Natuur en waarheid: poëticale opvattingen

Bij de uitvaart van De Génestet hield Conrad Busken Huet (1826-1886) een toespraak. Hij omschreef zijn vriend hierin als de 'natuurlijkheid in persoon'. Natuur en waarheid waren 'een onveranderlijke leus' van de dichter (Busken Huet, 1940, p. 157). In zijn dichterlijke stijl gaf hij hieraan uiting. Ook op inhoudelijk vlak waren het belangrijke thema's in zijn werk. Zijn idee over poëzie gaf De Génestet onder andere weer in de inleidingen die hij voor zijn bundels schreef. Hij wilde persoonlijke gedichten schrijven in een natuurlijke taal.

Onderonsjens

De Génestet wilde in de inleiding op zijn gedichten zijn lezers informeren over de inhoud van zijn werk. 'Het is niet mogelijk oorspronkelijker te zijn dan hij was, en in zijne verzen is; toch was originaliteit geenszins zijn afgod', beweerde Busken Huet (Busken Huet, 1940, p. 156). Ten opzichte van zijn lezers sloeg De Génestet de orginaliteit van zijn werk inderdaad niet hoog aan. Hij onderscheidde zijn werk niet van huiselijke poëzie. Hij omschreef zijn poëzie in het voorwoord van de bundel Laatste der eerste (1861) namelijk als 'Onderonsjens'. Een groot deel van de Hollandse poëzie kon volgens hem onder dit genre geschaard worden.
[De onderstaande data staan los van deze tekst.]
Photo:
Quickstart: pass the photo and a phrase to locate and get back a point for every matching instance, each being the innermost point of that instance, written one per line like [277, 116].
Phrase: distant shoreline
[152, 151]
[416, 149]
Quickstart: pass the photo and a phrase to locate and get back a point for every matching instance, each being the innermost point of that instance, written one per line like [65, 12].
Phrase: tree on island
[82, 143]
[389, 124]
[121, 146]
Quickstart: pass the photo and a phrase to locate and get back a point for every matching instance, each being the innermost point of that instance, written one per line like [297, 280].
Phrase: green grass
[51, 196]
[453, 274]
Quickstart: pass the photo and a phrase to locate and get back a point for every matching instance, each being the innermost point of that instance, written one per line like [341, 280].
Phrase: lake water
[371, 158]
Het was 'familie-poëzy, voor ieder begrijpelijk, gemoedelijk, niet te diep, niet te stout, vooral ook niet raar of onstichtelijk...' (Génestet, 1930, p. 137). De Génestet was bescheiden, want de bundel oversteeg het genre van deze zogenaamde huiselijke of familie-poëzie wel degelijk. Busken Huet suggereerde dat hij uit beleefdheid voorzichtig was geweest tegenover zijn lezers (Busken Huet, 1912, dl. 3,p. 61). Van arrogantie wilde de Génestet in ieder geval niet beticht worden. Hij haatte 'alle pedanterie, alle zotheid en gemaakte deftigheid' (Busken Huet, 1940, p. 156).

Anni’s taal

Volgens Busken Huet vatte De Génestet zijn kunstmoraal samen in twee rijmpjes. Eén van Beets:

Geen Orgeltoon

Maar uw persoon!

en één van Tollens:

Wie van zoete liedjes houdt,

Ik verkies ze liever zout!

(Busken Huet, 1940, p. 157)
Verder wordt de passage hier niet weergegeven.